Die Deserteure Karl Rupitsch und Gustl Egger sowie ihre Unterstützer Kaspar Wind und Alois Buder wurden in das Konzentrationslager Mauthausen eingewiesen, wo Rupitsch am 28. Oktober 1944 erhängt wurde. Seine Mitstreiter wurden am selben Tag ebenfalls in Mauthausen exekutiert. Georg Köstner wurde im März 1945 in Glanegg erschossen. Nur Franz Unterkirchner hatte die Suchaktion in einem guten Versteck überstanden und war dem Unheil entgangen.
Staatspolitische Bedeutung der Wehrmachtsdeserteure
In der Außenministerkonferenz der Alliierten Mächte im Oktober 1943 berieten die Verbündeten über die Nachkriegsordnung Europas. In der "Moskauer Deklaration" anerkannten die Verbündeten Mächte Österreichs Annexion an Hitlerdeutschland als ungültig und stellten ein Unabhängiges Österreich nach dem Krieg in Aussicht. Dafür müsse Österreich aber auch einen eigenen Beitrag leisten.
Originaltext: Austria is reminded, however that she has a responsibility, which she cannot evade, for participation in the war at the side of Hitlerite Germany, and that in the final settlement account will inevitably be taken of her own contribution to her liberation.
Eine der Absichten dieser Passage war es gewesen, den Widerstand, Sabotage und Desertion in Österreich anzufachen. Nun ist es vielleicht ein Zufall, dass genau in diesen Tagen in Goldegg Karl Rupitsch sich entschloss, den Einberufungsbefehl zu ignorieren und sich zu verstecken. Nach dem Krieg, 1945-1946 sammelte die Österreichische Bundesregierung Berichte aus allen Gemeinden und Gendarmerieposten über solche Widerstandsdelikte. Auch der Bericht aus Goldegg und Mühlbach floss in dieses "Rot-Weiß-Rot-Buch" ein, das veröffentlicht wurde um ein "eigenen Beitrag" zur Befreiung nachzuweisen.

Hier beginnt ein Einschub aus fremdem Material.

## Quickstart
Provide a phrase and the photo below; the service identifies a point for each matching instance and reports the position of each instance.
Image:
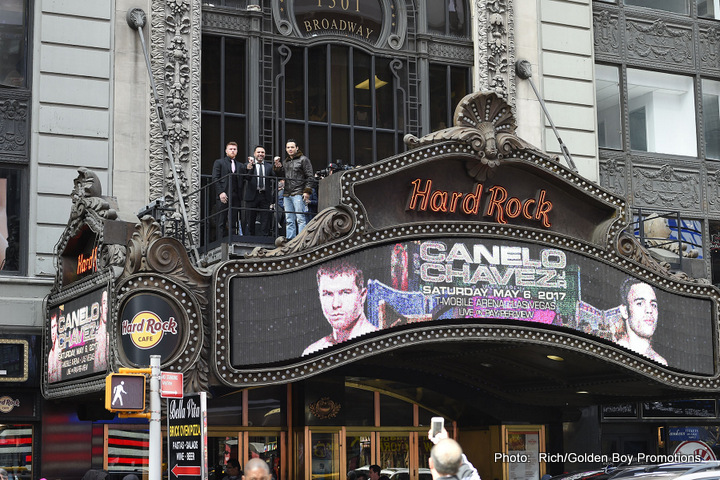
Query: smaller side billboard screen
(283, 317)
(78, 337)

Bald geriet aber der Beitrag der Deserteure für die Wiederherstellung Österreichs in Vergessenheit. Die aus den Kriegsgefangenenlagern heimkehrenden Wehrmachtssoldaten dominierten den Diskurs in den Dörfern. Erst im Jahr 1999 begann eine Debatte um die Rehabilitierung der Wehrmachtsdeserteure, die schließlich zum "Rehabilitierungs- und Anerkennungsgesetz" 2009 führte. Dieses Gesetz hebt nicht nur alle Urteile gegen Wehrmachtsdeserteure auf, die Republik würdigt in § 4 ausdrücklich die Deserteure und ihren Beitrag zur Verkürzung des Krieges und zu Wiederherstellung eine freien Österreich. Am 15. Oktober 2012 wurde Karl Rupitsch vom Landesgericht für Strafsachen Wien rehabilitiert.
Erinnerung
Da die Gemeinde Goldegg bis heute kein Denkmal für die Opfer des 2. Juli 1944 errichtet hat, pflanzten Rupitschs Tochter Brigitte Höfert, sein Sohn Engelbert Portenkirchner und Enkelin Johanna Doppler-Klausner im Juni 2012 in Gedenken an Vater und Großvater im Kreise von Verwandten und Freunden beim Ausflugsgasthaus "Paussbauer" in Mühlbach einen Kirschbaum. Die Wirtsleute vom "Pauss", Silvia und Peter Ammerer, sowie deren Eltern unterstützen die Initiative von Herzen.
- siehe auch: Verein Freunde des Deserteurdenkmals in Goldegg
Weblink
Quellen
- Mooslechner, Michael / Stadler, Robert: "St. Johann 1938–1945 – Das nationalsozialistische "Markt Pongau". Der "2. Juli 1944" in Goldegg – Widerstand und Verfolgung" (Eigenverlag 1986), S. 127-142.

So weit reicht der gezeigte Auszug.